Yes, it was Eratosthenes of Cyrene that did an experiment. He was a scientist in Alexandria at the time. He measured the length of the shadow cast by a vertical stick during the solstice at noon, so he could figure out what angle the Sun made with the vertical direction at Alexandria.
Thank you Collierose and Chase. I know absolutely nothing of these things and am astounded!
" Either the creator god, source of a better world, seeded it from the divine, or the newborn earth just drawn from the highest heavens still contained fragments related to the skies, so that Prometheus, blending them with streams of rain, moulded them into an image of the all-controlling gods"
What does this say? Who created man, Prometheus or the Creator? And what or who is Prometheus?
Then the god who had sorted out this cosmic heap, whoever it was...." (lines 32,33) Polytheism, monotheism, Greek and Roman philosophers, mathematicians, astronomers...Ovid was exposed to it all
Super point!
It seems that in the entire Chaos Theory patterns will emerge in everything if given enough time and numbers. Everything from insect populations, physical features on maps, heart rhythms, to the numbers of scales on pineapples. It seems to be endless.
Do you think that Ovid is espousing Chaos Theory from what you have read so far? Remember there ARE no "right" answers, just what you think.
Cosmogony is theoretical model that is concerned with how something (can apply to other things besides the universe) comes into existence, the source of something's origins. This is a term I had not before run across. It is not to be confused with cosmology (the study of the state of the universe now).

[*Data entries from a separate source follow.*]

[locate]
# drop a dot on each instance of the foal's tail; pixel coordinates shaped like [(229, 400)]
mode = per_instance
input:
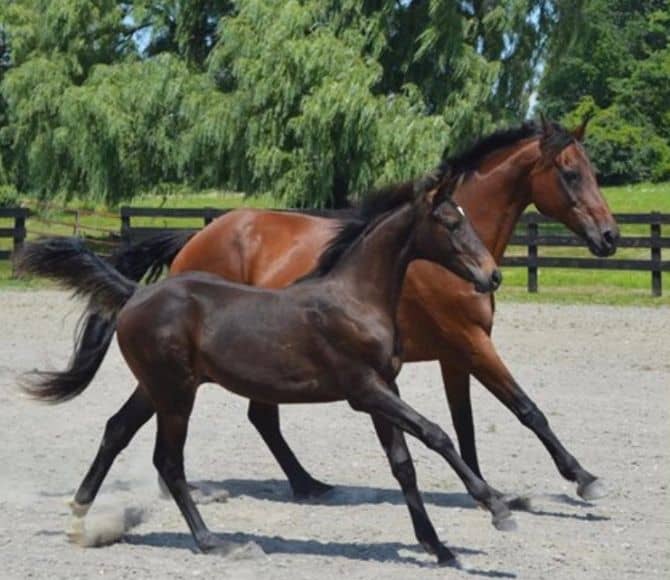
[(70, 263)]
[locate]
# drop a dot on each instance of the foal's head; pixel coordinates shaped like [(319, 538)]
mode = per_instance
[(443, 234), (563, 186)]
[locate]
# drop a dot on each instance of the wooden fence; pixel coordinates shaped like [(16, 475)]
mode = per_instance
[(534, 231), (532, 239), (17, 232)]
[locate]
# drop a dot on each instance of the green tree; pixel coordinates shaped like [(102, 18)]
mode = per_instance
[(614, 60)]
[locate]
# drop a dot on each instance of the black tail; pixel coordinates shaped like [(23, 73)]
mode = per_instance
[(92, 343), (151, 255), (70, 263)]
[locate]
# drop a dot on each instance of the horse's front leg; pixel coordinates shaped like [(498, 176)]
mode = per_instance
[(377, 398), (490, 370), (265, 418), (457, 387)]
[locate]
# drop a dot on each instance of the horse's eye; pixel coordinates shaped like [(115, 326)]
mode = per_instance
[(571, 177)]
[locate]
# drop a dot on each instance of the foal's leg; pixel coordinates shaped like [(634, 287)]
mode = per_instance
[(490, 370), (169, 461), (120, 429), (457, 386), (265, 418), (395, 446), (375, 397)]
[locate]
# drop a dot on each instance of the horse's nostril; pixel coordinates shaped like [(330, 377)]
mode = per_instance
[(496, 278)]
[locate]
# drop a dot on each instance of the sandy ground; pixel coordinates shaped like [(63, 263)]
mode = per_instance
[(602, 376)]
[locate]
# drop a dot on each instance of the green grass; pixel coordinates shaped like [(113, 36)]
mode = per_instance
[(555, 285)]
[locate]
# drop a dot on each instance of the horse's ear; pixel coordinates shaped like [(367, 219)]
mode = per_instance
[(580, 131), (547, 127)]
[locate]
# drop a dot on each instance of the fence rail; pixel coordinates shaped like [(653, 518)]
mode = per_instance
[(17, 233), (527, 235), (533, 240)]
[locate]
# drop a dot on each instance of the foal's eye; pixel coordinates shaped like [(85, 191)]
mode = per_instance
[(570, 176)]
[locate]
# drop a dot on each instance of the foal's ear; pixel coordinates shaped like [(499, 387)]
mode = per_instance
[(580, 131), (547, 127)]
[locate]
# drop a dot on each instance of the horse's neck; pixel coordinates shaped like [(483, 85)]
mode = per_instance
[(496, 194), (375, 266)]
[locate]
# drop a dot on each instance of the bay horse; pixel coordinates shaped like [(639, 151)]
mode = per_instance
[(331, 336), (440, 316)]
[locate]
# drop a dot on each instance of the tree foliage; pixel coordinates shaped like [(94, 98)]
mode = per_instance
[(310, 99), (614, 61)]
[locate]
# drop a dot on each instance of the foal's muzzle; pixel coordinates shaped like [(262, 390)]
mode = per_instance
[(490, 285)]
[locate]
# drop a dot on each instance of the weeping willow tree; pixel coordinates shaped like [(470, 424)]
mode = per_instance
[(311, 100)]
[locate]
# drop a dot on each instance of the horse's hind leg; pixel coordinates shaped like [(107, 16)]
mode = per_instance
[(120, 429), (491, 371), (169, 461), (457, 387), (395, 446), (376, 398), (266, 420)]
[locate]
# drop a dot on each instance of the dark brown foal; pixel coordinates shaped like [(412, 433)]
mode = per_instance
[(330, 337)]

Me either, Frybabe. I've already learned a lot. It's a good day when you can learn something new. Oh, and we've got your Hand of God in the heading! Thanks for suggesting it!
Halcyon, It could go on and on...like looking at an image of a person holding on to the same image you are looking at. Gee that's good. Does that pertain to Ovid's creation story here, too?
Fascinating. Isn't it? What surprises you all the most so far?
Joan K, thank you for quoting that. I thought the same thing as Halcyon: who created them? I wonder if the gods are created first what that means to the society they rule? Will they, in that culture, take a leading role? I truly had no idea there were so MANY different creation stories.
So here we are at the end of the first day, what about the poem surprised YOU the most so far? OR, if nothing surprised you, what's your opinion of what you've read so far? Did any particular line or description strike you?